Яра снова сплюнул на песок, и вдруг его мозолистая ладонь ухватила плечо новобранца, чуть тряхнув:
— Не ссы, крысенок! Ему в этой кастрюле не видать ни хрена. Двигайся, шустри, вымотай его! А когда он язык вывалит — возьми его меч. Меч! Это твой единственный шанс. — И доктор легонько толкнул Слепого вперед.
Глубоко вдохнув, он шагнул в солнечный свет.
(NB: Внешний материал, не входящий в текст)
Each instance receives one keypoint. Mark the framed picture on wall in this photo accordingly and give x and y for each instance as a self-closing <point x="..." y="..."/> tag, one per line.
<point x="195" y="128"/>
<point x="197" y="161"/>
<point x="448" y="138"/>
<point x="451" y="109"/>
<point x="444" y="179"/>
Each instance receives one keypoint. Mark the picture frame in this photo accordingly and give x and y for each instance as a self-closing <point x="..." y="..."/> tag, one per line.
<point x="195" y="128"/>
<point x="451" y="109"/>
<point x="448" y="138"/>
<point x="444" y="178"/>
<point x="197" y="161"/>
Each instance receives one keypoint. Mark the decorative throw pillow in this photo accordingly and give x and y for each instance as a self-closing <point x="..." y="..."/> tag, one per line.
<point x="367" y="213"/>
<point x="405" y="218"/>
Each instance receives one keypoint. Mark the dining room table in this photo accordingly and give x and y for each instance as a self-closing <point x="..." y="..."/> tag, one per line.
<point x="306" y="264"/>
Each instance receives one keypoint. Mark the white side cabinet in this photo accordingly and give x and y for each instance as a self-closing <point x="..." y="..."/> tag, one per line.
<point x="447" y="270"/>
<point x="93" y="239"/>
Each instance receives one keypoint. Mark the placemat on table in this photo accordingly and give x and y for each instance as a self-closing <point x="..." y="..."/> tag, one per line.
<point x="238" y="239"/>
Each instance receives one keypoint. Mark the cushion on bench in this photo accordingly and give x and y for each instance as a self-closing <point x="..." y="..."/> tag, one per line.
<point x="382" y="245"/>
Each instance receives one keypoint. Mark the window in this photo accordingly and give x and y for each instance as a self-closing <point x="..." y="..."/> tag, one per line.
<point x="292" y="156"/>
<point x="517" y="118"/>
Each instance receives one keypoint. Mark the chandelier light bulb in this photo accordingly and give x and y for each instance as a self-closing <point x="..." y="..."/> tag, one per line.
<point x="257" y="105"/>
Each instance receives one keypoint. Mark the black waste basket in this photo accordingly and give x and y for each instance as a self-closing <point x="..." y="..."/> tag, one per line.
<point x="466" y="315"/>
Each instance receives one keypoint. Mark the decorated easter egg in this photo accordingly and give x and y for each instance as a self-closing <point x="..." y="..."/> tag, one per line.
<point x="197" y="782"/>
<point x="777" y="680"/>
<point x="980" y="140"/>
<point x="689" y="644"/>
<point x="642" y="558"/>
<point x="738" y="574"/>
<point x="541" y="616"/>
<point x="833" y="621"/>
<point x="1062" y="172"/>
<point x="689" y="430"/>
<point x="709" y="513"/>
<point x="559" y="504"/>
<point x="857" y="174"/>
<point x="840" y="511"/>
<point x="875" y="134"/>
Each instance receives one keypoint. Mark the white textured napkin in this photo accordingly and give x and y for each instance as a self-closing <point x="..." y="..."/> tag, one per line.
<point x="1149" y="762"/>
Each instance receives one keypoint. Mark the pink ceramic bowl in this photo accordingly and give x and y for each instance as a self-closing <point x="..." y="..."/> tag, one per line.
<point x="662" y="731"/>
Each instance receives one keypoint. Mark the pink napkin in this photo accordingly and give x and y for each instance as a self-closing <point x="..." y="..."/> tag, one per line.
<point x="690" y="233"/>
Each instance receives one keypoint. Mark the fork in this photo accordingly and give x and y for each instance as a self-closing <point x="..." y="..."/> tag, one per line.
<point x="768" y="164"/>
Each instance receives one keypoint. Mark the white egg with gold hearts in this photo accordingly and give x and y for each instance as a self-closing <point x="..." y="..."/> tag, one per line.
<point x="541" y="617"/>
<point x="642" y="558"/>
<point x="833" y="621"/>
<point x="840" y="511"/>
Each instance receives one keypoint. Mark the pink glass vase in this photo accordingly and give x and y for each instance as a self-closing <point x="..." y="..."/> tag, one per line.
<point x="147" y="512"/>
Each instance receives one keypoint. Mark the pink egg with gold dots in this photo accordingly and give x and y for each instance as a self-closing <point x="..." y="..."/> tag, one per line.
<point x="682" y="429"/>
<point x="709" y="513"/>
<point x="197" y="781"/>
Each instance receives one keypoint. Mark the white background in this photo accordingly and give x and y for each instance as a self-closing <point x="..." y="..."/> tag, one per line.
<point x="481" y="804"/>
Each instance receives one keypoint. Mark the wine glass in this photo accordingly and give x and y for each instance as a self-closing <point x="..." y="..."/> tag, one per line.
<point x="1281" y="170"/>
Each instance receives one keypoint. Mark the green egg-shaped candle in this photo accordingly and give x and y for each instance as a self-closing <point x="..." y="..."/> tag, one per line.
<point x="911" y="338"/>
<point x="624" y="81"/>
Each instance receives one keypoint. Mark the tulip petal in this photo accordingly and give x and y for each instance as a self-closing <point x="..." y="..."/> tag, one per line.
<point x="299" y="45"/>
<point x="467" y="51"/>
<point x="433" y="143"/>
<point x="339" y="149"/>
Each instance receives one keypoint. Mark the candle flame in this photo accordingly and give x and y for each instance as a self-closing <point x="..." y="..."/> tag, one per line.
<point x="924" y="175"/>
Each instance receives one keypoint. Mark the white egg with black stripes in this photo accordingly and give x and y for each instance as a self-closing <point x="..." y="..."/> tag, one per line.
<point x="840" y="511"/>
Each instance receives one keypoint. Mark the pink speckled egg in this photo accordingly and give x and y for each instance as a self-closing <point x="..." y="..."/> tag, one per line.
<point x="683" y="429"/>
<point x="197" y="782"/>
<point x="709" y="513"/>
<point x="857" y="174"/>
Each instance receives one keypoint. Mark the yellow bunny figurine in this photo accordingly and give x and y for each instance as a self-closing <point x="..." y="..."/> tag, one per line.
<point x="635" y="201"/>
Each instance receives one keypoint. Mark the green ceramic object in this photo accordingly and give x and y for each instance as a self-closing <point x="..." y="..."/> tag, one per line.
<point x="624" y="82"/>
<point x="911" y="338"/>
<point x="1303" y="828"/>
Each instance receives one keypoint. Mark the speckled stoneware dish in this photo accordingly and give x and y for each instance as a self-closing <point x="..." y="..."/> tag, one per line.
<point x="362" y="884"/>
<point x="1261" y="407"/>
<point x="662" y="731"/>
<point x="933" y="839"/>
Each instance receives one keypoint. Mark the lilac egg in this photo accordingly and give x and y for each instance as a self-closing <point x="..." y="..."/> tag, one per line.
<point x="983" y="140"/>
Каю показалось, что на него обрушилось небо. Свет затопил все его существо, сжигая верхний слой кожи, обнажая органы чувств, которые теперь работали на пределе возможностей. Волны жара, отраженного сверкающим песком, заставляли воздух над ареной дрожать, но в нем не было и намека на магию. Была отвратительная вонь, которую не мог перебить приторный аромат курений: в ней смешались запахи зверя, крови, страха, паленой кожи, растоптанных цветов и вывороченных внутренностей… Поверхность, на которую ступали босые ноги гладиатора, в его глазах не была ни однородной, ни белой. Кровь людей и животных, несмотря на старания рабов, проникла глубоко внутрь и за многие годы настолько пропитала песок, что нижние его слои, невидимые простому глазу, были сплошной спекшейся коркой страданий и смерти. Кай удивлялся, почему при каждом шаге горячая красная влага не проступает между пальцев его ног.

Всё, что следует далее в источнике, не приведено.